While I like buying a house as much as the next guy (especially when the next guy is a masochist with a toilet fetish), some of this stuff really starts to wear me down. The level of paperwork is astonishing. I think wars have required fewer forms.


So this house has a decent little lot, a view (who knew we could afford a view?!), a garage that smells funny (might kill the sale), fireplaces and bad carpeting. We will probably live in the upper floor while the lower floor gets a cosmetic upgrade, and we'll need to keep the cats out of the lower floor until I find every little access to out of the way weird areas that they might hide themselves in. Not that I don't want to give them the opportunity to hide from us when they need their space, but I also don't want to accidentally wall them into the space under the stairs, or the funky storage area next to the electrical panel.

Keeping them from pooping in out of the way areas is also of paramount importance. Muzzlepuff in particular seems to have bathroom issues, though he's getting better all the time.

It's a pretty big house in a very nice neighborhood that is isolated from the rest of the city. Hard to get out, hard to get in, which keeps the neighborhood very, well... neighborly. Or is that Mayberry? My commute will be loooooonger. There are buses, though, that will take people right to wherever in the downtown, and for our yearly folklife visitors, plenty of room in the basement to play in.

Monday, November 2, 2009

Die, Yuppies, Die!

While I love a good horror jolt as much as the next person, why is it that many horror films coming out these days are of the "get yourself in a bad situation, then die slowly and painfully, until you're dead" type? I ask this, because I've just seen the trailer of yet another one, called "The Canyon." Yes, folks, you heard it here first: the Grand Canyon is a deadly wilderness of fear, terror, snakes and wolves. You're gonna die if you don't follow the rules, and maybe even if you do.

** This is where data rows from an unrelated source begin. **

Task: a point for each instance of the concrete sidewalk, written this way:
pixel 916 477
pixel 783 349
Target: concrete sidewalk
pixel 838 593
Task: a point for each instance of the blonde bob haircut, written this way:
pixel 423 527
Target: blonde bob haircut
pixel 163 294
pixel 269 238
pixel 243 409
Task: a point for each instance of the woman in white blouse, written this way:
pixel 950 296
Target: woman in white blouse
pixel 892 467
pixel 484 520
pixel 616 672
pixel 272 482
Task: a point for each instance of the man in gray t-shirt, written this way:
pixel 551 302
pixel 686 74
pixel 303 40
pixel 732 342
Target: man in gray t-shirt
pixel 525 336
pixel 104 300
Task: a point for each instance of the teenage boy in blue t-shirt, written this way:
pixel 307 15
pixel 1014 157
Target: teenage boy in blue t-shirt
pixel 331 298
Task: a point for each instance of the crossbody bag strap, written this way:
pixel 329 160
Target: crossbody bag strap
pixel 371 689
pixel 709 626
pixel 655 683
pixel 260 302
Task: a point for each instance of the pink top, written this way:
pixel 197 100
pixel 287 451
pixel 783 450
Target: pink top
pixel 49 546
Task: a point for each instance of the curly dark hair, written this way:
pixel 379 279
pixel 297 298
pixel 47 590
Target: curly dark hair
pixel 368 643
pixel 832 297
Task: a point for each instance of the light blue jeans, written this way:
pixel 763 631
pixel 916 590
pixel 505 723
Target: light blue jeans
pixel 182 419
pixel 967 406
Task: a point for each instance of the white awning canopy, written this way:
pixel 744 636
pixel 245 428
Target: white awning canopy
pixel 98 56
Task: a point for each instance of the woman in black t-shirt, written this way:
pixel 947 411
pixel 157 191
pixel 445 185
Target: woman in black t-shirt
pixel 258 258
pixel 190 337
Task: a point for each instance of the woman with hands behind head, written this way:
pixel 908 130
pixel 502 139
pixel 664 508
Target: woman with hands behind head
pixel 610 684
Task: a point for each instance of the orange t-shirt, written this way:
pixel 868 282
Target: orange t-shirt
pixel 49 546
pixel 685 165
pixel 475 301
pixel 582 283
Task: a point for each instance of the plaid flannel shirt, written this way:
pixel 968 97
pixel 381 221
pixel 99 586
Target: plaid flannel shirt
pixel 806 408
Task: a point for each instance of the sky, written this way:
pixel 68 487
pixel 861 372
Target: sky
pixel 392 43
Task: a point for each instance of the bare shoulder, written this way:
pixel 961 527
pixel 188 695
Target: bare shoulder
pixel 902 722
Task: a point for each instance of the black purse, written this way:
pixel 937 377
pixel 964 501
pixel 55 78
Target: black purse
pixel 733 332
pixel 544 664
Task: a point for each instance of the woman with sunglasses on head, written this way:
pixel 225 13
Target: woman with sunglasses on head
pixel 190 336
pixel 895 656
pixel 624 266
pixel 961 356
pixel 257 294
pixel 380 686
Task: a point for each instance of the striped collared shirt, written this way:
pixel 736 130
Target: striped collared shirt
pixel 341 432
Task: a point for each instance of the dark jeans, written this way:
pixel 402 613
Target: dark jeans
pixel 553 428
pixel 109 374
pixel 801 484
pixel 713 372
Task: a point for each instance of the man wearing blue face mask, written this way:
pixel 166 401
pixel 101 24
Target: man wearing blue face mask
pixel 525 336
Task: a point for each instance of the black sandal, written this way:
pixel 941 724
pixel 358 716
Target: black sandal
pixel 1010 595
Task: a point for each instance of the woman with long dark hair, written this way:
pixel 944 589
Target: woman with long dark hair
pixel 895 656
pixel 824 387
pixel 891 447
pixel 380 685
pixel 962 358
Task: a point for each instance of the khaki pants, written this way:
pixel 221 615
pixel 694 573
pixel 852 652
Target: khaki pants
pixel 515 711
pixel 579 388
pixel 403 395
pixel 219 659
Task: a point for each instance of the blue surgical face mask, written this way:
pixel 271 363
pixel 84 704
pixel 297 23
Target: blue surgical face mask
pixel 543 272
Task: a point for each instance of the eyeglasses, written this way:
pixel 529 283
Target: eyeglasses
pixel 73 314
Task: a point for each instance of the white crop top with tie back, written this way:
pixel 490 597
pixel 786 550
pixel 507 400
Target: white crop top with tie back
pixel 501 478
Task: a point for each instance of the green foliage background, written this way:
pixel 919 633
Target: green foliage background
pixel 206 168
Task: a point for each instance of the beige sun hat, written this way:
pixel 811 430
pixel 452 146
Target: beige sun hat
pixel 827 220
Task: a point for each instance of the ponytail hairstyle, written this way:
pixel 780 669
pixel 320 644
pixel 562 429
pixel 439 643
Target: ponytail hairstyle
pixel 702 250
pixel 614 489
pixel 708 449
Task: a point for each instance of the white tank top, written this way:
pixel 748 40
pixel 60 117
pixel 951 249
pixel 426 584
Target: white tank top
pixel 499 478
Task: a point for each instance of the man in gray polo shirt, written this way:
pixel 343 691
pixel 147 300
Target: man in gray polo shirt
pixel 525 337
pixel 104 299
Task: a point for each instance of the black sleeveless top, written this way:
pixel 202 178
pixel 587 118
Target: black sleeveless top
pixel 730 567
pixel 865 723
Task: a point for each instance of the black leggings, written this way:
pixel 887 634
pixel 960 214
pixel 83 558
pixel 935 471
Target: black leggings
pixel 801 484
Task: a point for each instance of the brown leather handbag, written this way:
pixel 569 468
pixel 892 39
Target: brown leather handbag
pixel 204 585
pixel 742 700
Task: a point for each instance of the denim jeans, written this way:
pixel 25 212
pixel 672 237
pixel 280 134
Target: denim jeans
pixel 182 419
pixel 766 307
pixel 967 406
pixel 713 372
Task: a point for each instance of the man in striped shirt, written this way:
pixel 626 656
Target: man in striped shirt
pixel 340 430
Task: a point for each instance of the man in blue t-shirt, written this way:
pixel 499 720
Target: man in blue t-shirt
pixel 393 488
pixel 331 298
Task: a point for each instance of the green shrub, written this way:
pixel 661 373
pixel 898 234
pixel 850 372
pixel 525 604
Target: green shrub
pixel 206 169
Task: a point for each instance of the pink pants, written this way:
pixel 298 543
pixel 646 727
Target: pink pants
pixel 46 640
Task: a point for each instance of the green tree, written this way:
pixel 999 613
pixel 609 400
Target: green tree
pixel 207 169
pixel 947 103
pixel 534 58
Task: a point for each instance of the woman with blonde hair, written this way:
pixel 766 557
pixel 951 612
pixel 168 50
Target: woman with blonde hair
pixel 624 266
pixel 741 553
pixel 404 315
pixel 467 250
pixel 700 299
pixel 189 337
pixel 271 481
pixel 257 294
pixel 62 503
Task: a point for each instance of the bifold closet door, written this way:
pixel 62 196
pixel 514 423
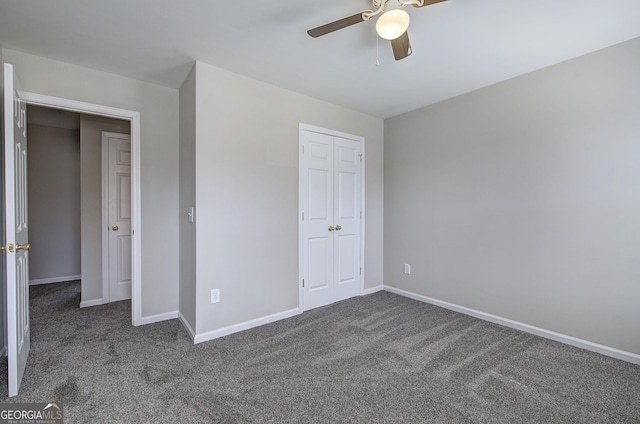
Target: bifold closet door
pixel 331 201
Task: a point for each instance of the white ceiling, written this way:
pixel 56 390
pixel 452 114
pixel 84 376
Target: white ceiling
pixel 458 45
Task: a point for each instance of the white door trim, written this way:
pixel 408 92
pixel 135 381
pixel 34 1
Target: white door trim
pixel 302 129
pixel 136 219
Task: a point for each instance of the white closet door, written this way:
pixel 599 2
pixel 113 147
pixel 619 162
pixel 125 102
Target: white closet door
pixel 346 218
pixel 317 200
pixel 330 185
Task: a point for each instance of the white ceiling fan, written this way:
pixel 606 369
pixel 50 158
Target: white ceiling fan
pixel 391 25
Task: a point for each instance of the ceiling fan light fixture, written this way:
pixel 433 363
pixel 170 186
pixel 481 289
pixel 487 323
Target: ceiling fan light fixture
pixel 392 24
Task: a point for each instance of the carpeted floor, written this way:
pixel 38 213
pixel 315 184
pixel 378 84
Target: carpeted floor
pixel 380 358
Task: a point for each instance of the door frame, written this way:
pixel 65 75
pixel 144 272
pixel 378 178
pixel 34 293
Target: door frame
pixel 136 235
pixel 333 133
pixel 106 257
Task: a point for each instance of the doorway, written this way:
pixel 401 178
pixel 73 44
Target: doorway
pixel 65 199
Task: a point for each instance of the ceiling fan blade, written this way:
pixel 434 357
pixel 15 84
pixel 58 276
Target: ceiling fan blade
pixel 429 3
pixel 401 46
pixel 334 26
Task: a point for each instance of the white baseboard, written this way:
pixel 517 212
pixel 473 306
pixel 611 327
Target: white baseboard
pixel 54 280
pixel 210 335
pixel 372 290
pixel 187 326
pixel 159 317
pixel 93 302
pixel 552 335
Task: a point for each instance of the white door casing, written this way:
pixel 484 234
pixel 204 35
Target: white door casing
pixel 116 211
pixel 16 229
pixel 331 198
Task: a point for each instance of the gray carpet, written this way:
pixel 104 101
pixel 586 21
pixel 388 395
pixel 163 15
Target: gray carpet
pixel 375 359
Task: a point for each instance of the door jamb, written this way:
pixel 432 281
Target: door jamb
pixel 302 129
pixel 106 257
pixel 136 235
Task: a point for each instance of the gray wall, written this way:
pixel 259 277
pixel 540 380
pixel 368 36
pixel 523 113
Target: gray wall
pixel 247 194
pixel 188 198
pixel 91 128
pixel 522 199
pixel 54 202
pixel 158 107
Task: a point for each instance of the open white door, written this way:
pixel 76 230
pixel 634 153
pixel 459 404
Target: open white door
pixel 16 229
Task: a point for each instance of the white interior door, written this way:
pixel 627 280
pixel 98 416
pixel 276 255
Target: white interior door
pixel 317 198
pixel 330 193
pixel 16 229
pixel 347 218
pixel 117 187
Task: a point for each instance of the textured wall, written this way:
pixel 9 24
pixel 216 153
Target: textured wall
pixel 522 199
pixel 53 201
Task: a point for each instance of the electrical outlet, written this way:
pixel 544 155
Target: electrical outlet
pixel 215 295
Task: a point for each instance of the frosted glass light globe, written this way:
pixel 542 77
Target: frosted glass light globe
pixel 392 24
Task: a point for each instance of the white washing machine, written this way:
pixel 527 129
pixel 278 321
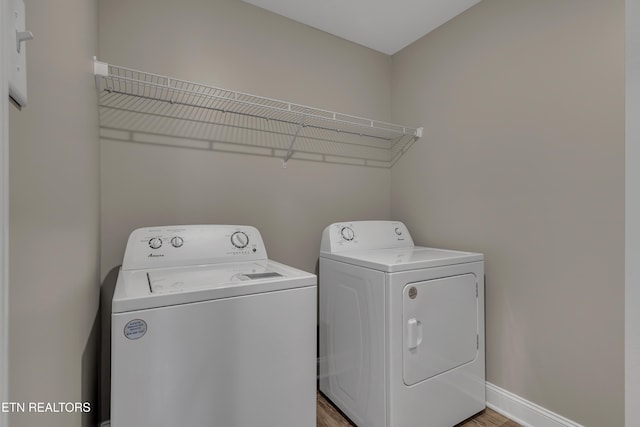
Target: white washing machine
pixel 207 331
pixel 401 327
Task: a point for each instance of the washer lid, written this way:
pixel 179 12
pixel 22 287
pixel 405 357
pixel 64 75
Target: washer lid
pixel 153 288
pixel 402 259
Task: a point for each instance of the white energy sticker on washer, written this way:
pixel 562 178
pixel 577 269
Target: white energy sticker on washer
pixel 135 329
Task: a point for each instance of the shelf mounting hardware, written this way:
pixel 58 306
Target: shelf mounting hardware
pixel 293 140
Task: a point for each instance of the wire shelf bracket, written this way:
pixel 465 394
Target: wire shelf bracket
pixel 143 103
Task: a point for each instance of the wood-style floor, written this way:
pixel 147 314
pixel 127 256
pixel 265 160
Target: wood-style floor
pixel 329 416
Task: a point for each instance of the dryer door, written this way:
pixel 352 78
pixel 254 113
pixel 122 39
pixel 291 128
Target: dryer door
pixel 440 326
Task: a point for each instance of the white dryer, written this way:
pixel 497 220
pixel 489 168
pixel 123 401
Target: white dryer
pixel 207 331
pixel 401 339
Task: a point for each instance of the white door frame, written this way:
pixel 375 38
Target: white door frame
pixel 4 213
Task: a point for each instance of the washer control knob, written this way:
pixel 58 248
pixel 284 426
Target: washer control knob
pixel 347 233
pixel 177 241
pixel 239 239
pixel 155 242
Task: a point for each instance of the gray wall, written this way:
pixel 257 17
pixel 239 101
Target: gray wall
pixel 231 44
pixel 523 159
pixel 632 214
pixel 55 216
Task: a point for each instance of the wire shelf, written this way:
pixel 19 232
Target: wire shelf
pixel 141 102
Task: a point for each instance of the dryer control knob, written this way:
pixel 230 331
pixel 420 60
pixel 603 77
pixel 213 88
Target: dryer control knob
pixel 347 233
pixel 155 242
pixel 239 239
pixel 177 241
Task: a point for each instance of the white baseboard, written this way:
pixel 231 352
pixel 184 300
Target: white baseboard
pixel 513 407
pixel 522 411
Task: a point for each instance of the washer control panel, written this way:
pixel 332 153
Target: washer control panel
pixel 342 236
pixel 169 246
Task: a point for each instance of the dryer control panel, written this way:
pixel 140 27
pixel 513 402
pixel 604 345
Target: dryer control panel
pixel 182 245
pixel 363 235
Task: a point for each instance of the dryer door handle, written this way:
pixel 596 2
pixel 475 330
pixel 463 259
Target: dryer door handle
pixel 414 334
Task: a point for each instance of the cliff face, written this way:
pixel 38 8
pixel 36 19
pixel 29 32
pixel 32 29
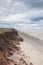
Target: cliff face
pixel 10 46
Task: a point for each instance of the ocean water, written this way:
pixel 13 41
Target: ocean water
pixel 23 26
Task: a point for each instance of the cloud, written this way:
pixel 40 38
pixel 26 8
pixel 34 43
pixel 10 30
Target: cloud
pixel 28 13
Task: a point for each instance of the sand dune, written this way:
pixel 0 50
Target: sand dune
pixel 33 48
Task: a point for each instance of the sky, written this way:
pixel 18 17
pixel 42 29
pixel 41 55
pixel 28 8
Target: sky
pixel 25 14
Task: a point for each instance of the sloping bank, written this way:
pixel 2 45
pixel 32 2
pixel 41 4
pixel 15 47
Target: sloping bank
pixel 10 50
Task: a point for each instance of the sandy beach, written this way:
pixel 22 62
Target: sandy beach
pixel 32 47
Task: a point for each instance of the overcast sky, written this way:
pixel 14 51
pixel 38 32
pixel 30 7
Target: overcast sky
pixel 25 11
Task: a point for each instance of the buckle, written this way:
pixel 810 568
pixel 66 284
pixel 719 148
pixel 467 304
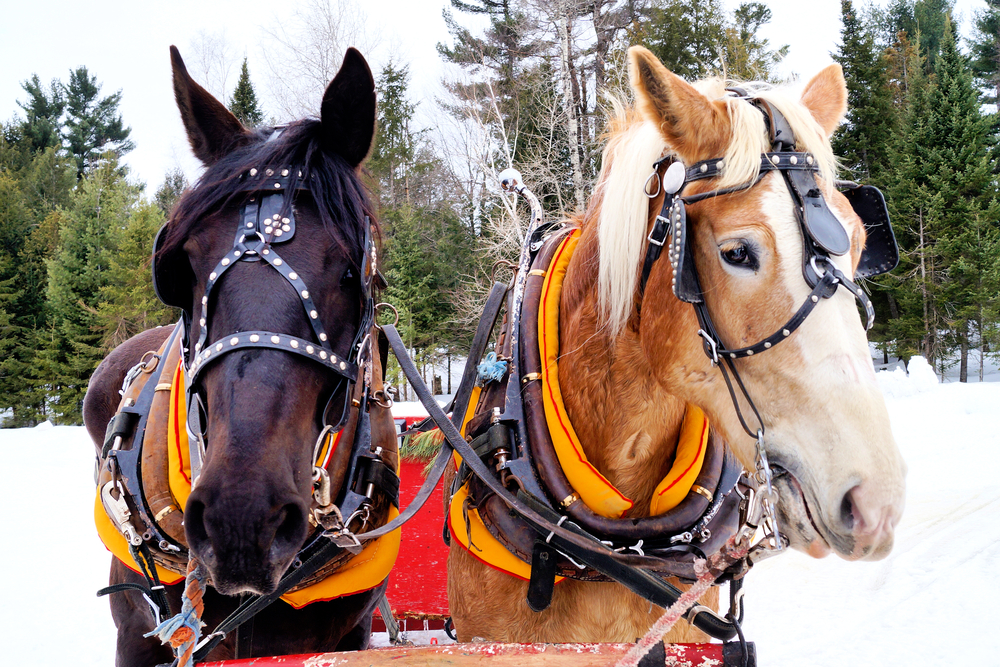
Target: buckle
pixel 651 238
pixel 710 345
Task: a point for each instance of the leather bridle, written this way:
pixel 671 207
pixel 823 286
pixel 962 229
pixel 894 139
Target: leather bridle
pixel 266 220
pixel 823 235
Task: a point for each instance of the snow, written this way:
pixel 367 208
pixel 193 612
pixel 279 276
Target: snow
pixel 929 602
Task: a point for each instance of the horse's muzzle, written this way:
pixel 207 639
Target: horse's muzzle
pixel 246 543
pixel 860 527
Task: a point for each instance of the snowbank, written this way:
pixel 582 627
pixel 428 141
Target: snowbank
pixel 902 382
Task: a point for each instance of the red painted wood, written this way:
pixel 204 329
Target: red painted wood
pixel 488 654
pixel 418 585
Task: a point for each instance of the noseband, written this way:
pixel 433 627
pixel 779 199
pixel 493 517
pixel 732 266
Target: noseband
pixel 822 233
pixel 266 220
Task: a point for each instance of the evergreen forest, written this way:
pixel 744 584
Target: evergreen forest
pixel 531 84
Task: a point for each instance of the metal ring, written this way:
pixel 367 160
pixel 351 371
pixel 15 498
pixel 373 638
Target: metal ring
pixel 510 265
pixel 150 364
pixel 390 307
pixel 381 398
pixel 702 491
pixel 645 187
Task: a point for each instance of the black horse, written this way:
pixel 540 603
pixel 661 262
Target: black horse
pixel 248 515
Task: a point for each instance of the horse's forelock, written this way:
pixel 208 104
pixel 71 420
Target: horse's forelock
pixel 341 197
pixel 634 144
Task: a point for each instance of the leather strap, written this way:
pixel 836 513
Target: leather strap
pixel 553 528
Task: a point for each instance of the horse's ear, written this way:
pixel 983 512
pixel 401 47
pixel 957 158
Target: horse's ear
pixel 348 111
pixel 688 120
pixel 212 129
pixel 826 98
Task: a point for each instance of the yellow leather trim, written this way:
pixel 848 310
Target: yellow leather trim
pixel 178 453
pixel 690 456
pixel 363 572
pixel 487 548
pixel 595 490
pixel 116 544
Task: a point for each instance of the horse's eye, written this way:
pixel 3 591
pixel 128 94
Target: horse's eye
pixel 740 254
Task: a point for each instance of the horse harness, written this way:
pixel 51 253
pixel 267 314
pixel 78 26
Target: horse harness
pixel 266 220
pixel 509 458
pixel 823 235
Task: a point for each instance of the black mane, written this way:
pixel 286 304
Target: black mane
pixel 341 198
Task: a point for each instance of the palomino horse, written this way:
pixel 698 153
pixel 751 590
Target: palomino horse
pixel 631 359
pixel 262 407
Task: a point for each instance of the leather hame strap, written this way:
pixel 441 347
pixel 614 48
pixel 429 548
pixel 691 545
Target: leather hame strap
pixel 554 530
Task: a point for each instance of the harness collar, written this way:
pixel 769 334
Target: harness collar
pixel 822 233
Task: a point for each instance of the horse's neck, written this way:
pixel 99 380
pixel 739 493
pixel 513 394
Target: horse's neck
pixel 628 425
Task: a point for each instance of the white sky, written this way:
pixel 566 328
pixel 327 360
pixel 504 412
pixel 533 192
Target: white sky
pixel 125 44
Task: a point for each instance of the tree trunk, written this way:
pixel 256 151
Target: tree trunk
pixel 982 345
pixel 572 123
pixel 963 367
pixel 923 290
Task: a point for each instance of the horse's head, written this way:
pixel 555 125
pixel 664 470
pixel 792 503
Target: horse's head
pixel 824 417
pixel 239 259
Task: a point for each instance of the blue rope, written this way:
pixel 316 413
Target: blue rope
pixel 189 617
pixel 491 370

So, what have we had: "Deep Water" (death by accidental tourist abandonment); "The Descent" (death by poor cave choice and cannibals); "The Ruins" (death by carnivorous plants surrounded by multiple warning signs); "Turistas" (thanks for the liver); and so on, and so on.

While many real-life wilderness adventures are pretty grisly (the guy sawing his arm off with a Leatherman in order to not die of thirst and hunger whilst trapped by a big boulder is pretty harrowing), why do we have to continually invent stories of a) people behaving slightly stupidly, which leads to b) un- as well as necessary mutilations of various pretty young bodies, leading further to c) terrible death? Horror stories used to end with at least one person making it out alive, who then has to suffer for the rest of their lives with survivor guilt, but we don't have to watch that part... "28 Days Later" was an overall grim little movie, but it wasn't totally devoid of hope.

We're going to have slow grim death in a shopping mall one of these days, because a group of kids decide to throw a party in the shopping mall, get locked in, accidentally kill the security guard in a horrible escalator accident, and then slowly die of thirst and hunger over the next thirty-six hours (with one or two possibly trying to survive by eating the dead security guard) because the mall is - "Closed for Christmas."